In December 2011, Bill Press, who likes to lecture conservatives about civility, said on his radio show that Tim Tebow needs to “STFU” about Jesus, calling him a “disgrace” and an “embarrassment.” However, he was just getting started with those remarks. He continued: "By dragging God into every football game, Tebow makes a mockery of Chrisianity--and trivializes religion. The truth is, God doesn't care who wins an election, a bingo game, or a football game. Sorry, Tebow, Jesus is not a Broncos fan."
He then went on to mock Tebow's fans: "Now, if you're one of the silly millions of Americans who loves Tebow's in-your-face kind of Christianity, consider this. What if he were a devout Muslim, who bowed to Mecca after every touchdown and shouted 'Allahu Akbar'?"
Press and the other members refuse to see the bias and hypocrisy in their remarks.

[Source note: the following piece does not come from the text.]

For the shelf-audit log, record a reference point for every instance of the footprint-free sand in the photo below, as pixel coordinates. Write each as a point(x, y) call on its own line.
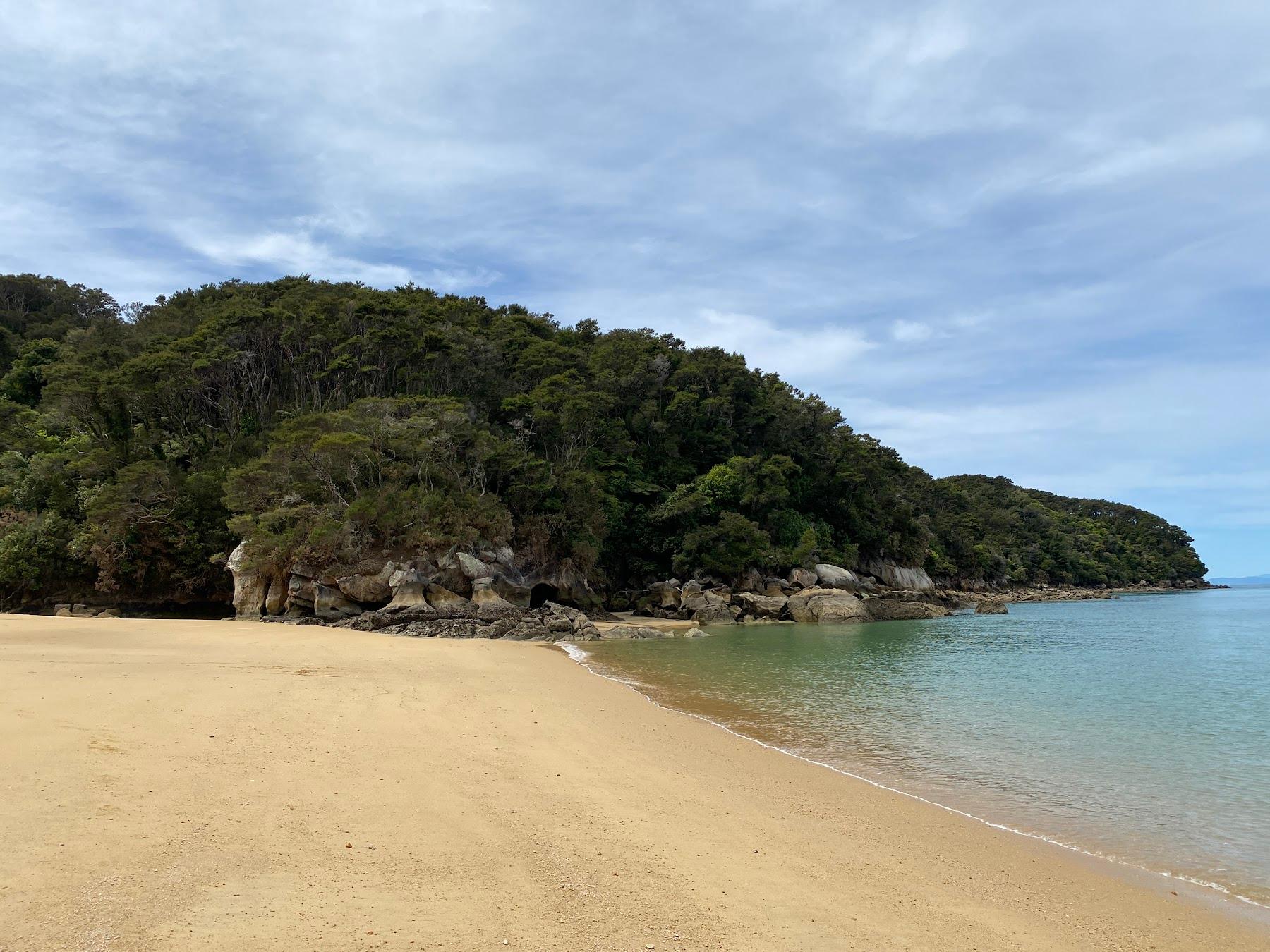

If Tebow was a Muslim the media would not dare to make the comments they are making about him or his faith.
The mainstream media did not pick up on his rant, and Press felt no need to apologize.
NBC sports analyst Jelisa Castrodale even remarked that hatred of Tebow is directly tied to his faith.
Why can’t the media just report the facts? Why is there such a need to criticize others who are different from them?
Unfortunately, the mainstream media is predominantly secular and liberal--and intolerant of others who don’t hold their views. They claim to honor "free speech" and the First Amendment, but hold a double standard when a Christian athlete expresses his faith by attacking his character--which is squeaky clean, in this case.
Criticism is to be expected, to be sure--Tebow is one of the most famous and popular athletes of his time, with a following of over 9,000 tweets per second in one game alone.
But what about reporting on the fact that he is a role model for younger athletes, especially when professional sports teams are plagued by sex scandals, drugs, steroids, and women abuse? If anything, Tebow represents that which is good about sports and athleticism.
Unfortunately, when journalists dismiss the role of religion in someone’s life, they miss out on telling some of the great stories within our culture. They also miss out on what is good about journalism—uncovering the truth or “uncomfortable” facts, being curious about life, investigating and describing facts in a sincere and unbiased way, and remaining open to learning and encouraging others to do the same.
When journalists avoid discussing topics that are uncomfortable to them, they then provide imbalanced and unfair coverage and deprive their audience of important answers and information that could be helpful and life-giving.